7. Cross-Domain Extensions and Future Directions

Recent advances demonstrate that SeMem is a unifying paradigm across language, vision, and multi-modal domains:

  • VLN and multi-modal models: State-space and cross-modal SeMem modules can replace attention machinery in navigation systems, yielding substantial computational savings with no loss in accuracy (Zhang et al., 31 Mar 2025).
  • Diffusion models and geometry: By linking SeMem to manifold geometry and spectral theory, new approaches for monitoring, regularizing, and intervening in the memorization trajectory of generative models become evident (Achilli et al., 2024).
  • Semiparametric continual learning: Selective memory policies achieve sublinear memory growth and stable adaptation, creating scalable, low-forgetting learners suitable for continual and streaming applications (Peng et al., 2023).

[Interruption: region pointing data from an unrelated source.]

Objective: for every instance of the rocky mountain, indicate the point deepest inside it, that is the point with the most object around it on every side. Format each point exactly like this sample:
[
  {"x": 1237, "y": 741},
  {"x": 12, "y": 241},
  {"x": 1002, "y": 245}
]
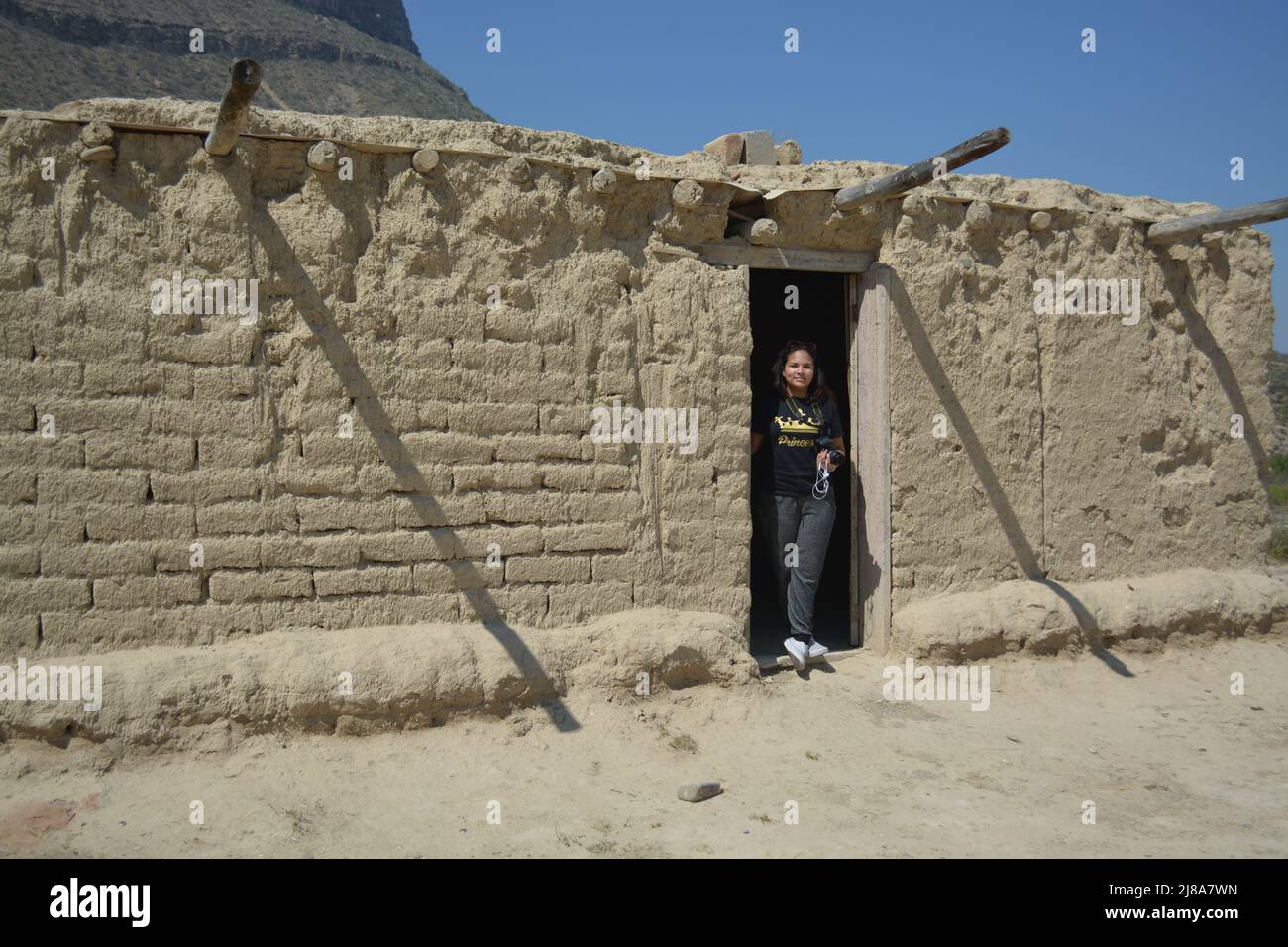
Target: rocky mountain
[{"x": 318, "y": 55}]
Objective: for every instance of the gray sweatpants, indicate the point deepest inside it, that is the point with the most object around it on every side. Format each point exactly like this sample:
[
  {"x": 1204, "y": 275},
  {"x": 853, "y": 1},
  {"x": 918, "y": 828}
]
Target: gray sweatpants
[{"x": 806, "y": 522}]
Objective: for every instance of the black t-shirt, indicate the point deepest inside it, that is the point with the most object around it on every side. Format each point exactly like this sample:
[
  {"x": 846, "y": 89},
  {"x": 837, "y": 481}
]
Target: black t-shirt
[{"x": 789, "y": 458}]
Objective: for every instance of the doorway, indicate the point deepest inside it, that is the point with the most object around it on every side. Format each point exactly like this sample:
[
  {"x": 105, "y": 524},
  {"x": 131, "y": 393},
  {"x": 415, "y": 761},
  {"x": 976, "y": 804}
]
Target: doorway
[{"x": 820, "y": 315}]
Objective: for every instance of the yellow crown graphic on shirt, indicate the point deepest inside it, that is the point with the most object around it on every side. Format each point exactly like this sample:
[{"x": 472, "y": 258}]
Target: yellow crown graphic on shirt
[{"x": 798, "y": 425}]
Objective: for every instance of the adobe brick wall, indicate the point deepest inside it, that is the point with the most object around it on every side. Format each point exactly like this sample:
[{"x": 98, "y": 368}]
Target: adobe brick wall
[{"x": 471, "y": 421}]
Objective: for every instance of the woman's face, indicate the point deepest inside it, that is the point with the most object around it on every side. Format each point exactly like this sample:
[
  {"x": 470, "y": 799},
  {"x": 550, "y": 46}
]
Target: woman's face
[{"x": 799, "y": 368}]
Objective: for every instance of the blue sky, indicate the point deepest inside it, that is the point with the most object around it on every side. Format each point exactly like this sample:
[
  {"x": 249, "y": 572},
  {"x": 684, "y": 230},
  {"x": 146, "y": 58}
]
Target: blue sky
[{"x": 1172, "y": 91}]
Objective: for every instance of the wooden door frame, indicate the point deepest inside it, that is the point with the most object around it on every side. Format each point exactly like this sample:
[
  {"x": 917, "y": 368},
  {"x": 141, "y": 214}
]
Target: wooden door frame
[{"x": 867, "y": 335}]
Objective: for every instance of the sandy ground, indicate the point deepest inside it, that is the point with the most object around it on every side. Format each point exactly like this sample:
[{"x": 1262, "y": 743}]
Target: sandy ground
[{"x": 1172, "y": 762}]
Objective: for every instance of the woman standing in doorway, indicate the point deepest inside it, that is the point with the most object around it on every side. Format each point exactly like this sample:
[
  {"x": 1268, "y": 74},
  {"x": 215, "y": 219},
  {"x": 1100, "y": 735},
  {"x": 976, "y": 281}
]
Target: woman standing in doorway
[{"x": 794, "y": 497}]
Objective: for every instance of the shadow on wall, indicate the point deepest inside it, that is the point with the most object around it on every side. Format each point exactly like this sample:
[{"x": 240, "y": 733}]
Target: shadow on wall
[
  {"x": 1006, "y": 518},
  {"x": 408, "y": 475},
  {"x": 1177, "y": 281}
]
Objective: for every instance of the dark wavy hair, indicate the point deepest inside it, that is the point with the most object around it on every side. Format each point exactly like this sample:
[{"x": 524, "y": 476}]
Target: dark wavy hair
[{"x": 818, "y": 392}]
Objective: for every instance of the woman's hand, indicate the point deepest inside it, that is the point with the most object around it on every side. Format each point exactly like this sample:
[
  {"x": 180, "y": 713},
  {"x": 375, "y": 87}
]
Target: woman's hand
[{"x": 824, "y": 457}]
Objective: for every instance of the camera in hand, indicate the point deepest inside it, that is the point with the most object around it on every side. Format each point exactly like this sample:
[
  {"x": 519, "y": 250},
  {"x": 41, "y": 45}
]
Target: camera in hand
[{"x": 833, "y": 455}]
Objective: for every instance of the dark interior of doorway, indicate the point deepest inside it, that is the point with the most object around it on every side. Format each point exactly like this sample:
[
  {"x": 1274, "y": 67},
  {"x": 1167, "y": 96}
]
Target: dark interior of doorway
[{"x": 819, "y": 318}]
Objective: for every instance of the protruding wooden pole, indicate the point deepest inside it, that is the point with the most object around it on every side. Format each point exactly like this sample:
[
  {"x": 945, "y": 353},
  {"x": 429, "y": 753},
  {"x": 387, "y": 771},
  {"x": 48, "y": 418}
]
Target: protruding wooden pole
[
  {"x": 1170, "y": 231},
  {"x": 915, "y": 175},
  {"x": 235, "y": 108}
]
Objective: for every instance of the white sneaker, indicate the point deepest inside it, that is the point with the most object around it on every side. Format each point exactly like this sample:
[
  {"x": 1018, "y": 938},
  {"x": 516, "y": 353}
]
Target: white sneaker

Overall, the SeMem paradigm—realized through neuron isolation, model fusion, feature gating, selective subspace projection, or policy-driven external memory allocation—marks a shift toward more precise, parsimonious, and privacy-aware machine learning. It offers both practical tools and theoretical frameworks for rigorously controlling the boundary between knowledge retention, memorization, and forgetting across heterogeneous learning systems.